The special collection includes two articles – one by Morrison, Blake, Embleton-Smith, Gosiewski and Zvesper, the other by Rogers and Weatherby – that have been co-authored by edtech entrepreneurs with their research mentors. Both articles report the outcomes of their research, and also reflect on the nature of the industry–academic relationship and its impacts on the research process.
This special section is preceded by an enlightening article by the EDUCATE programme director, Professor Rose Luckin. In this, Rose provides her personal rationale of the motivations for EDUCATE, the principles underpinning the programme design and its ambitions for the future.
The impacts of EDUCATE are still being researched and reported, and further articles will appear in future issues of Research for All.
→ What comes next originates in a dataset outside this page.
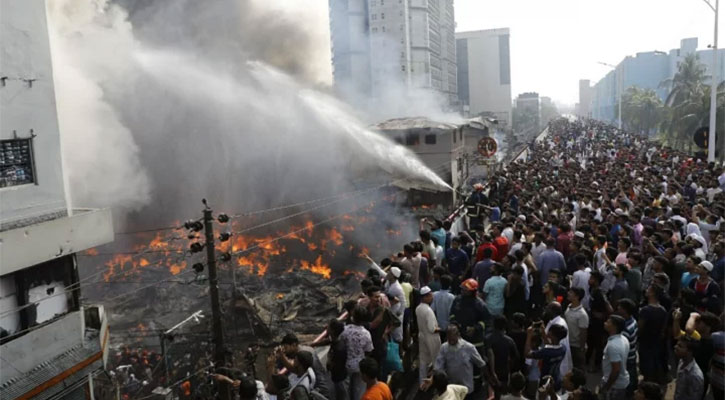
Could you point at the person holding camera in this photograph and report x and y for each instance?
(615, 377)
However, the emerging evidence suggests that it is supporting SMEs to build their conceptual understanding of educational research by enabling them to embed a ‘research mindset’ within their companies through the more systematic collection and reporting of research evidence. Furthermore, the programme is strengthening research capacity within the business ecosystem through its resulting collaborations and industry engagement events. Finally, the instrumental impacts of the programme are evident within UK national edtech policy (Department for Education, 2019).